ICYMI: Spondyloarthritis Innovations Save
Editor's note: This article originally appeared March 21, 2023 and is being shared again this week in conjunction with our Tuesday Night Rheumatology webinar on spondyloarthritis.
The second day of RheumNow Live 2023 ended with a focus on axial spondyloarthritis, especially on the evaluation of the definition of the disease, the inheritance of it, and, of course, the treatment of it.
Often in clinic, we see patients who don’t quite fit in the radiographic axial spondyloarthritis group or otherwise known as ankylosing spondylitis. These patients may have the hallmark features of inflammatory back pain but lack any X-ray findings, to which they are labeled as having non-radiographic axial spondyloarthritis. The question then arises: how many of these patients will eventually evolve into radiographic axSpA? The numbers vary and it seems to settle in the single digits but can vary between 5-40% of patients developing radiographic ax-SpA in the next two to ten years.
The inheritance of axSpA is thought to be primarily a genetic disease with clusters seen in families, especially first degree family members who are HLA-B27 positive. However, despite this close linkage, genetic testing for asymptomatic relatives is still not recommended given it will likely lead to more unnecessary stress rather than actual answers. There have been questions about whether axSpA is inherited more from the mother versus father with conflicting studies supporting each camp. Thus far, that is still up for debate. Regardless of the genetic linkage we do know a few factors are associated with radiographic progression, including the male gender, smoking, active inflammation, HLA-B27 positivity, pre-existing syndesmophyte and arduous occupations (blue collar workers).
In terms of treatment, there are new therapies as well as new ways to use old therapies on the horizon.
Bimekizumab is the first dual IL-17A and IL-17F inhibitor used to treat ax-SpA with proven efficacy. However the main question is how does it differ from existing IL-17 inhibitors? Dr. Atul Deodhar hypothesized perhaps this drug could have a niche role in TNFi-inadequate responders as there was a robust response in that subgroup. Another first was the first head-to-head biologic study in axSpA (SURPASS study) comparing secukinumab versus an adalimumab biosimilar in preventing radiographic progression.

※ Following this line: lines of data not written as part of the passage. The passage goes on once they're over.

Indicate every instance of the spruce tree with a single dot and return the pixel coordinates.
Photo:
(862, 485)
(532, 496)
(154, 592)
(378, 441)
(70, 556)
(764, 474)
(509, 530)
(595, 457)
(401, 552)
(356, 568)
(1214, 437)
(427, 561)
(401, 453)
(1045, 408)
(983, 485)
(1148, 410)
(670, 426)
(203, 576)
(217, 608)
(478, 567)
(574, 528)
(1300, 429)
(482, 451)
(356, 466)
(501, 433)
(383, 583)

This was overall a negative study with no difference between the two treatments, however the positive news is both treatments were equally efficacious (66%) in preventing radiographic progression. It still begs the question, what else can we do to prevent the other 33% who do develop radiographic progression despite our biologic options.
Stepping away from the axSpA world, there have been some ingenious ways to use biologics. Led by our gastroenterology colleagues, combination therapy of guselkumab and golimumab proved efficacy in treating difficult to treat ulcerative colitis patients (phase II VEGA study) without additional safety signals.
Perhaps, as rheumatologists, we should revisit combination therapy as well for our patients as we should become more creative with our ever expanding arsenal of biologics. Lastly, we should be cognizant of the emerging biosimilars for adalimumab coming this summer. We should aid our patients and provide comfort and confidence during this switch.